A retrospective study of 410 babies who died, in the neonatal period, at National Women's Hospital, between 1993 and 2000. Demographic and clinical data were compared with that from a referent population of live births with neonatal deaths removed (n=68 905).
The overall neonatal death rate was 5.9 per 1000 live births and after exclusion of congenital abnormalities was 3.9 per 1000 live births. Infants of Maori women had increased risk compared to European (adjusted odds ration (AOR) 1.52; 95% CI 1.06, 2.18), as did those born to primipara (AOR 1.52; 95% CI 1.10, 2.11), mothers with >or=1 previous low-birthweight baby (AOR 2.97; 95% CI 1.99, 4.44), >or=1 miscarriage (AOR 1.35; 95% CI 1.00, 1.81), and an index multiple pregnancy (AOR 10.51; 95% CI 8.04, 13.76). Infants of Chinese mothers had decreased risk (AOR 0.42; 95% CI 0.18, 0.96). Fifty (34%) babies were small for gestational age by customised and 26 (17%) by population centiles. The most common classification of neonatal death was congenital abnormality (34.6%), followed by extreme prematurity (34.1%).

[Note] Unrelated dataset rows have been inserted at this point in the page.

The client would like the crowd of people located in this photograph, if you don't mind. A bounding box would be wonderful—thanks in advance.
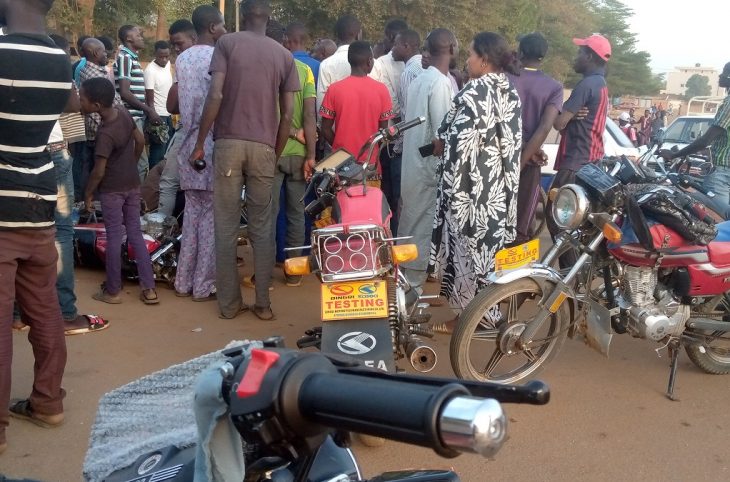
[7,0,728,459]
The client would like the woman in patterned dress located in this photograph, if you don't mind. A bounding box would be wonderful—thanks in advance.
[428,32,522,332]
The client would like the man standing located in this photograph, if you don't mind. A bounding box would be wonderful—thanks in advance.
[370,19,408,119]
[397,29,455,293]
[0,0,71,455]
[158,19,197,217]
[316,14,361,113]
[286,22,320,83]
[115,24,161,180]
[173,5,226,301]
[144,40,174,170]
[660,62,730,215]
[510,33,563,245]
[78,37,123,195]
[550,34,611,208]
[311,38,336,62]
[269,20,317,287]
[191,0,299,321]
[320,41,394,172]
[389,28,422,234]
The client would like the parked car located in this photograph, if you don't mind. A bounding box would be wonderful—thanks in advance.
[656,115,714,153]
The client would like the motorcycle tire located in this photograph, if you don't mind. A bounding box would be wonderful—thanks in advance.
[450,278,569,384]
[684,296,730,375]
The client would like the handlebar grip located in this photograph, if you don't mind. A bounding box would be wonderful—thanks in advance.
[315,173,332,195]
[384,116,426,141]
[297,371,507,458]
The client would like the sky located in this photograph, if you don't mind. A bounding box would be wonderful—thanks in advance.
[626,0,727,74]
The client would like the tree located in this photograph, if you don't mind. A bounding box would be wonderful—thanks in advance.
[684,74,712,99]
[48,0,96,48]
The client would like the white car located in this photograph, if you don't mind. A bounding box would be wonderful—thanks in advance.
[657,115,715,153]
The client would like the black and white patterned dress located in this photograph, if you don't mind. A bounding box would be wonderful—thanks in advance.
[428,73,522,311]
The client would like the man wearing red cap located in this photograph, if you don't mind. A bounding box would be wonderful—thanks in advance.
[548,33,611,235]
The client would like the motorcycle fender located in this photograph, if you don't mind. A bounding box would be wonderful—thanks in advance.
[488,264,577,318]
[321,318,395,372]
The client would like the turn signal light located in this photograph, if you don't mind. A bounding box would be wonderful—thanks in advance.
[602,222,623,243]
[284,256,311,276]
[392,244,418,264]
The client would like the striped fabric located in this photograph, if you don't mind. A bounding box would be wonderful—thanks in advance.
[711,95,730,168]
[0,33,72,229]
[59,112,87,143]
[114,46,145,118]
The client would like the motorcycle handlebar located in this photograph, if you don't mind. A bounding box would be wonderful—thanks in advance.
[297,370,506,458]
[383,116,426,141]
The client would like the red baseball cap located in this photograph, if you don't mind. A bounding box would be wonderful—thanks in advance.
[573,34,611,61]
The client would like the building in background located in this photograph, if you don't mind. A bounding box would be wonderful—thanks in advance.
[664,64,721,97]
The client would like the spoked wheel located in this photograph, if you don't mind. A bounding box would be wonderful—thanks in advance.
[686,296,730,374]
[450,278,570,384]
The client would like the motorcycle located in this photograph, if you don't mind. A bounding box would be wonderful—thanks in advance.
[448,155,730,400]
[285,118,438,374]
[95,337,550,482]
[73,190,249,288]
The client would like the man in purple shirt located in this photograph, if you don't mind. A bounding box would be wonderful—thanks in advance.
[510,33,563,244]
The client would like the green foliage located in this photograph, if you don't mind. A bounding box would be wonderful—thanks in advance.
[684,74,712,99]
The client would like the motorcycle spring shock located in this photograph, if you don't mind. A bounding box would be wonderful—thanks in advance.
[387,277,398,330]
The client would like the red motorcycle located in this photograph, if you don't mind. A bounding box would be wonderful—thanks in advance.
[73,210,181,287]
[285,117,438,374]
[448,156,730,400]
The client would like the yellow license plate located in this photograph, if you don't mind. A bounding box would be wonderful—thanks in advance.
[495,239,540,272]
[321,280,389,321]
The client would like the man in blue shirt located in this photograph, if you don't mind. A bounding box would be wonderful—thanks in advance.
[286,22,319,83]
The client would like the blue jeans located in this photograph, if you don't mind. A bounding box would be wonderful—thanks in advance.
[52,148,78,321]
[702,165,730,218]
[381,150,402,235]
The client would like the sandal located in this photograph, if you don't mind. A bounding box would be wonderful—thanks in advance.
[219,304,250,320]
[92,287,122,304]
[64,315,110,336]
[140,289,159,305]
[253,305,275,321]
[12,319,29,331]
[8,399,64,429]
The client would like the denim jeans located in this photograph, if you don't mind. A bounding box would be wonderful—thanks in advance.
[702,165,730,218]
[69,140,88,202]
[52,148,78,321]
[158,129,181,217]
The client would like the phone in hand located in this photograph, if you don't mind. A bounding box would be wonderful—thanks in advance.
[419,143,435,158]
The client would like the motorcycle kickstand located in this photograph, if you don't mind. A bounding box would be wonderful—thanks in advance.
[665,341,681,402]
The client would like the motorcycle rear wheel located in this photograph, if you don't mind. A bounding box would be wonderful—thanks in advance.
[450,278,569,384]
[685,297,730,374]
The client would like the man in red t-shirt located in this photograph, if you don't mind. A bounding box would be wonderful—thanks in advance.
[320,41,394,174]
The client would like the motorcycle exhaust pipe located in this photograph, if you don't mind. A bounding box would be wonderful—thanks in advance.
[406,338,437,373]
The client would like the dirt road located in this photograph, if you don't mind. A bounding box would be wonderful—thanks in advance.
[2,248,730,481]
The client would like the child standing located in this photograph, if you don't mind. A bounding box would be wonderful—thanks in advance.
[80,77,159,305]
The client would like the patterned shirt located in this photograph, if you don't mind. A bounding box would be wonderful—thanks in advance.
[394,54,424,154]
[79,61,123,141]
[114,46,146,118]
[176,45,215,192]
[711,94,730,167]
[0,33,72,229]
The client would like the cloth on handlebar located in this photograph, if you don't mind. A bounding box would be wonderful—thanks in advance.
[82,341,260,482]
[627,185,717,249]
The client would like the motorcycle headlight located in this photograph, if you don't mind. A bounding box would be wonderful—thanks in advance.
[551,184,590,230]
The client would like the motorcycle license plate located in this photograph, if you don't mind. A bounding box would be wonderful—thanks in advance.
[321,280,389,321]
[495,239,540,272]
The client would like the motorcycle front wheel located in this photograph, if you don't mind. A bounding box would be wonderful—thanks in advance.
[450,278,570,384]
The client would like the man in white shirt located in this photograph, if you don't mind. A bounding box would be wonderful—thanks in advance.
[316,14,361,115]
[370,19,408,119]
[144,40,173,169]
[398,29,457,294]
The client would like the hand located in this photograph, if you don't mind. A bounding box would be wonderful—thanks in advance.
[657,149,674,161]
[574,106,590,120]
[189,146,205,167]
[303,157,316,182]
[432,138,445,157]
[84,196,94,213]
[528,149,548,167]
[148,111,162,126]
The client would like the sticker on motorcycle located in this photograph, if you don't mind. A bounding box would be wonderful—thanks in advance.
[321,281,389,321]
[337,331,377,355]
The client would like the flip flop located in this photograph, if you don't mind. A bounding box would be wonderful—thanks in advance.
[219,304,250,320]
[140,289,160,305]
[8,399,64,429]
[253,305,275,321]
[64,315,110,336]
[12,319,29,331]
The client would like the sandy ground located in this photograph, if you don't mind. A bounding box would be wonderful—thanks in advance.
[2,243,730,481]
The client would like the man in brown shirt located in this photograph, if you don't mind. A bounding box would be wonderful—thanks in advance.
[192,0,299,320]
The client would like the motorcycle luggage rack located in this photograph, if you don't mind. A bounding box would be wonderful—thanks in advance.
[312,223,392,282]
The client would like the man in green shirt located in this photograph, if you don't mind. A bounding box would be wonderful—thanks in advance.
[269,21,316,287]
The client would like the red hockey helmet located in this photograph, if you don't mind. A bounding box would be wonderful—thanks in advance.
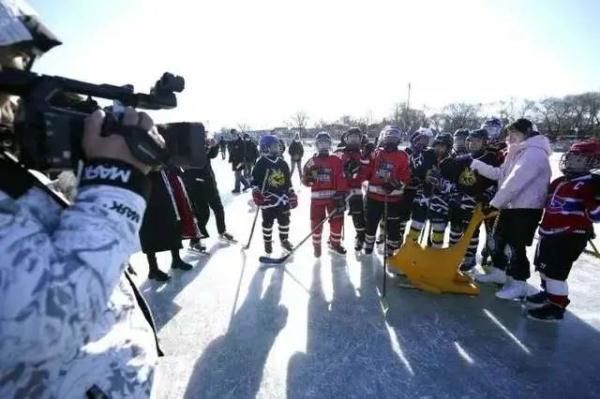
[559,138,600,175]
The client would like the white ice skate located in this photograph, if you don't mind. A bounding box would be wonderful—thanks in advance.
[495,279,528,300]
[475,267,507,284]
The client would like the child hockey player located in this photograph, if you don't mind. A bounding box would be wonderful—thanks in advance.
[336,127,370,251]
[303,132,347,257]
[452,129,470,156]
[364,126,411,255]
[526,139,600,321]
[251,134,297,255]
[400,128,436,245]
[423,132,455,248]
[445,129,501,270]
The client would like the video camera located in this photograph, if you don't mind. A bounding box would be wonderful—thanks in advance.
[0,68,207,171]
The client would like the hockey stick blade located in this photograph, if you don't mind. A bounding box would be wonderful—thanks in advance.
[259,253,291,264]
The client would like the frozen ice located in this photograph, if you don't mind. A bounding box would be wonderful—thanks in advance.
[128,150,600,399]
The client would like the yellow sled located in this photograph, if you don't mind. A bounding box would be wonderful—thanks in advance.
[389,205,492,295]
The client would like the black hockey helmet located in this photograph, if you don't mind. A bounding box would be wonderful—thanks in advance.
[433,132,453,149]
[453,128,469,139]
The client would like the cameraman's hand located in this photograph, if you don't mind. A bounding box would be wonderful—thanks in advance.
[83,108,164,174]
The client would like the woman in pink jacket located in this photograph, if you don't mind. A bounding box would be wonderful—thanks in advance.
[470,119,552,300]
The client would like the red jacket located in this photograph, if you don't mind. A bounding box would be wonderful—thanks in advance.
[302,153,348,203]
[365,148,411,202]
[539,174,600,236]
[335,148,370,195]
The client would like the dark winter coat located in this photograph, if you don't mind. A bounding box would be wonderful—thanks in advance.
[139,171,182,253]
[229,138,245,170]
[289,140,304,161]
[244,140,259,163]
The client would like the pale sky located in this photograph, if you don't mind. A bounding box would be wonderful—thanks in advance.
[29,0,600,131]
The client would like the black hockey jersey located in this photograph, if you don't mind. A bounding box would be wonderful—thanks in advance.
[251,155,292,196]
[406,147,436,188]
[439,151,500,196]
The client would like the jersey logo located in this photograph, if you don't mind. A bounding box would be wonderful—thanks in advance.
[268,169,286,188]
[376,161,394,180]
[459,168,477,186]
[317,167,332,183]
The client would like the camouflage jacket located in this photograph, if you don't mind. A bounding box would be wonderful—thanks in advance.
[0,182,157,398]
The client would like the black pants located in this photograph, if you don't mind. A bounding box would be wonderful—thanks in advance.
[496,209,543,281]
[262,206,291,243]
[365,197,402,250]
[348,194,366,239]
[201,185,226,235]
[534,234,588,281]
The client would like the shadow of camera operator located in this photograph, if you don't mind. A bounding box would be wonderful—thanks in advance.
[286,257,413,399]
[183,267,287,399]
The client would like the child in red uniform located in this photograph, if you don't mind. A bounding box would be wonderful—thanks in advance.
[364,126,411,256]
[335,127,370,251]
[302,132,348,257]
[527,139,600,321]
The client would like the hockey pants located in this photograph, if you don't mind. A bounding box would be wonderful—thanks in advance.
[365,197,402,252]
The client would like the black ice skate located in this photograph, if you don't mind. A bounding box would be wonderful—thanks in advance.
[354,236,365,252]
[313,245,322,258]
[527,302,565,322]
[329,243,347,256]
[526,291,548,309]
[281,240,294,252]
[219,232,237,243]
[265,241,273,254]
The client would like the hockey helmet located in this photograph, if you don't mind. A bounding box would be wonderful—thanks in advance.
[259,134,280,156]
[559,138,600,175]
[345,127,363,147]
[380,125,402,150]
[466,128,489,153]
[453,128,469,151]
[481,118,503,141]
[315,131,332,153]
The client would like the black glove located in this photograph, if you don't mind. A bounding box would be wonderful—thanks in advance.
[334,192,346,212]
[483,204,499,218]
[383,176,404,194]
[343,159,360,179]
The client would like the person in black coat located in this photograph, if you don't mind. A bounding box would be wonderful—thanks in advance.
[288,133,304,180]
[243,133,259,179]
[183,138,236,244]
[140,169,195,281]
[229,129,251,193]
[218,136,227,160]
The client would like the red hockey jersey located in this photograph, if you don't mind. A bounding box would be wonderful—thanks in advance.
[365,148,411,202]
[539,174,600,236]
[302,154,348,203]
[335,147,370,194]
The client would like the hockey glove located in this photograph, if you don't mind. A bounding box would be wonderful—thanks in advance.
[252,188,267,206]
[334,192,347,212]
[288,189,298,209]
[343,159,360,179]
[383,176,404,194]
[482,204,499,218]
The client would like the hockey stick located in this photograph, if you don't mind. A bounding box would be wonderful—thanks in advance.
[585,239,600,259]
[259,209,340,264]
[243,169,270,250]
[376,193,390,314]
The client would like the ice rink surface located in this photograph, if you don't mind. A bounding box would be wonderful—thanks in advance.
[130,150,600,399]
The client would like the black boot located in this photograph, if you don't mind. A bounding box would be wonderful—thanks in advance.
[147,253,170,281]
[170,249,193,271]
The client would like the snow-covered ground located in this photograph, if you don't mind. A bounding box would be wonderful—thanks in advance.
[130,151,600,399]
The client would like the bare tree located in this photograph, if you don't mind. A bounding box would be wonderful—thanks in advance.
[237,122,252,133]
[287,111,310,139]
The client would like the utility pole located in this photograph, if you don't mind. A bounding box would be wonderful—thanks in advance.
[407,82,411,111]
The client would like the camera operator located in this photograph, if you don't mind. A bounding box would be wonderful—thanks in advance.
[0,2,161,397]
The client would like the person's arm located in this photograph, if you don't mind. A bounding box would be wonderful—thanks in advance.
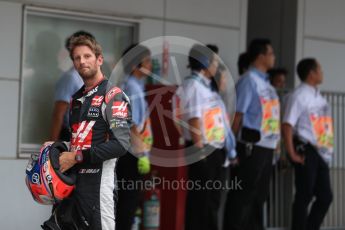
[233,76,254,135]
[282,93,305,164]
[130,125,146,154]
[130,125,151,174]
[188,117,203,148]
[61,87,131,169]
[60,88,131,171]
[84,87,131,163]
[232,112,243,136]
[183,81,204,148]
[51,71,82,140]
[50,101,69,140]
[282,123,304,164]
[122,82,149,155]
[172,93,183,136]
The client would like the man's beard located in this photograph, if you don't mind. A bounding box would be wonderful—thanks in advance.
[78,67,97,80]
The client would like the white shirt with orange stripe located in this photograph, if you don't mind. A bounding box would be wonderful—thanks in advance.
[174,72,226,149]
[283,83,334,163]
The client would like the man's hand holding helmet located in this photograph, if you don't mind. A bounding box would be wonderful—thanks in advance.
[59,151,79,173]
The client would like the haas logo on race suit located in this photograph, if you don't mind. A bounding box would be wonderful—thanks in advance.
[105,87,122,103]
[91,96,104,107]
[71,121,96,151]
[85,86,98,97]
[112,101,128,119]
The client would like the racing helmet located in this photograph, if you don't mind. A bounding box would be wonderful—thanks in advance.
[25,142,76,205]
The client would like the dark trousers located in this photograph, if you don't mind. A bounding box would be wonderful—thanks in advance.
[291,146,333,230]
[223,142,274,230]
[185,143,226,230]
[116,153,143,230]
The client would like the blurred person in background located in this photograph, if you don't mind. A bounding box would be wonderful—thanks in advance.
[224,38,279,230]
[237,52,250,77]
[116,43,153,230]
[173,44,236,230]
[268,67,287,90]
[282,58,333,230]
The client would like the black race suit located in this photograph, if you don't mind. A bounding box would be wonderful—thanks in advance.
[54,79,131,230]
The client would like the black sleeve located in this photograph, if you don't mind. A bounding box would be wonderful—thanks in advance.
[82,85,132,164]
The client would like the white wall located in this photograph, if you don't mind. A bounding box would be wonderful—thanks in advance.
[0,2,21,159]
[138,0,247,81]
[296,0,345,92]
[0,0,247,229]
[0,160,52,229]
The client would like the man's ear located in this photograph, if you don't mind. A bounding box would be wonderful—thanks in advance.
[307,70,314,79]
[97,54,104,66]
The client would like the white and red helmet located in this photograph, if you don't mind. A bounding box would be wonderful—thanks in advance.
[25,142,76,205]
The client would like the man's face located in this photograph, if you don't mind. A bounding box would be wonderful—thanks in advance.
[311,62,324,84]
[206,55,219,78]
[263,45,275,69]
[72,45,103,80]
[272,74,286,89]
[218,71,228,93]
[138,55,152,77]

This study emphasises the importance of suboptimal fetal growth as an important risk factor for neonatal death especially when customised centiles are used.
在澳大利亚或新西兰,关于新生儿死亡风险因素的研究较少。
在一组新生儿死亡病例中评估:(i)人口统计学和临床风险因素;(ii)使用总体百分位数和定制百分位数时,出生体重低于孕周标准的情况之间的关系;(iii)根据澳大利亚和新西兰围产期协会的围产期和新生儿死亡分类确定死亡原因。
对1993年至2000年间在国家妇女医院新生儿期死亡的410例婴儿进行回顾性研究。将人口统计学和临床数据与排除新生儿死亡的活产参考人群(n = 68905)的数据进行比较。
总体新生儿死亡率为每1000例活产5.9例,排除先天性异常后为每1000例活产3.9例。与欧洲裔相比,毛利族妇女所生婴儿的风险增加(调整后的优势比(AOR)为1.52;95%可信区间为1.06, 2.18),初产妇所生婴儿也是如此(AOR为1.52;95%可信区间为1.10, 2.11),有≥1个低体重儿的母亲所生婴儿(AOR为2.97;95%可信区间为1.99, 4.44),有≥1次流产史的母亲所生婴儿(AOR为1.35;95%可信区间为1.00, 1.81),以及单绒毛膜多胎妊娠所生婴儿(AOR为10.51;95%可信区间为8.04, 13.76)。中国母亲所生婴儿的风险降低(AOR为0.42;95%可信区间为0.18, 0.96)。根据定制百分位数,50例(34%)婴儿为小于胎龄儿,根据总体百分位数为26例(17%)。新生儿死亡最常见的分类是先天性异常(34.6%),其次是极早产(34.1%)。
本研究强调了胎儿生长发育不良作为新生儿死亡重要风险因素的重要性,尤其是在使用定制百分位数时。